A consensus has not been reached to determine to what degree of fragmentation the removal of fragments can improve clinical results. Different authors have established <10%, <35%, and <50% as cut-off points . Alikani et al. (7) retrospectively followed homogeneous transfers of fragmented embryos and reported that implantation was significantly reduced after embryo transfer with >15% fragmentation, despite the removal of fragments before embryo transfer. However, this theory has been discarded by multiple authors who have found benefits in embryos with a degree of fragmentation of up to 50 (2, 5, 10). In this study, we included embryos with a fragmentation percentage of ≤ 50%, finding that the reproductive results were comparable between both groups. The reason for including only embryos with up to 50% fragmentation in this study was because embryos with a fragmentation greater than 50% have been related to a higher rate of fetal malformations, perhaps related to apoptosis and chromosome abnormalities (12). Even the decision to transfer them has been questioned, and in many cases, informed consent would have to be considered by the future parents. This is one of the reasons for trying to improve pregnancy rates by removing fragments in embryos that would otherwise have to be discarded. Therefore, defragmentation represents an alternative for those couples that only have poor quality embryos available for transfer, based on the number of fragments.
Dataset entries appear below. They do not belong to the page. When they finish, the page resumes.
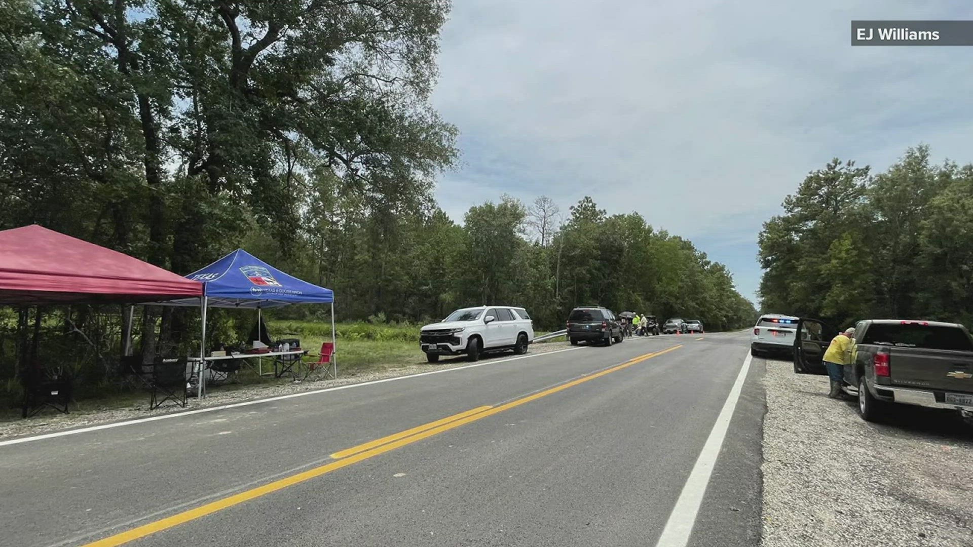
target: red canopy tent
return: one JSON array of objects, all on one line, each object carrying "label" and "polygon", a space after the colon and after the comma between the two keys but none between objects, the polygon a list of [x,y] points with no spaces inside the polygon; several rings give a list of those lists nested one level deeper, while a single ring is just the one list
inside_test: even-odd
[{"label": "red canopy tent", "polygon": [[201,296],[199,281],[36,224],[0,231],[0,304],[125,303]]}]

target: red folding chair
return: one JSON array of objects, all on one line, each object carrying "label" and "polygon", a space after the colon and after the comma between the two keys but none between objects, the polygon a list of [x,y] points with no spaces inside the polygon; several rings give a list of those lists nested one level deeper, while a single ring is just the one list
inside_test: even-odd
[{"label": "red folding chair", "polygon": [[328,371],[328,376],[337,377],[337,375],[331,374],[331,358],[335,354],[335,344],[333,342],[325,342],[321,345],[321,356],[318,357],[317,361],[307,364],[308,372],[317,370],[322,365],[324,369]]}]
In this study, we found a higher rate of abortions in the group of patients who had defragmented embryos transferred. The relationship between abortions and the number of fragments in embryos is controversial. We could infer that these embryos are genetically abnormal, maybe with chromosome abnormalities. These abnormalities have been previously documented (13-15). Another possibility is that the embryos suffer important structural damage when fragment aspiration is performed. However, the small number of cases included in this study and the lack of a chromosomal study of the aborted tissues of conception prevent us from having an accurate explanation of the reason for the greater number of abortions in this group.
Conclusion
The results of this study allow us to conclude that the removal of fragments in freshly transferred day three embryos could be an alternative to increase clinical pregnancy and ongoing pregnancy rates in patients who have only poor quality embryos. Despite the relationship with a higher abortion rate, this strategy could represent a real alternative for this type of patient. However, the sample size of this study makes the reader take this conclusion with caution. Controlled clinical trials that involve a greater number of cases to confirm these findings are needed.
Acknowledgments
We thank Sergio Lozano-Rodriguez, M.D. for his help in translating and editing the manuscript. GI19-00004 by Ethic Committee of Universidad Autónoma de Nuevo León.
Funding : Universidad Autónoma de Nuevo León
Conflict of Interests
Authors have no conflict of interests.
Notes:
Citation: Sordia-Hernandez LH, Morales-Martinez FA, Frazer-Moreira LM, Villarreal-Pineda L, Sordia-Piñeyro MO, Valdez-Martinez OH. Clinical Pregnancy After Elimination of Embryo Fragments Before Fresh Cleavage-stage Embryo Transfer. J Fam Reprod Health 2020; 14(3): 198-204.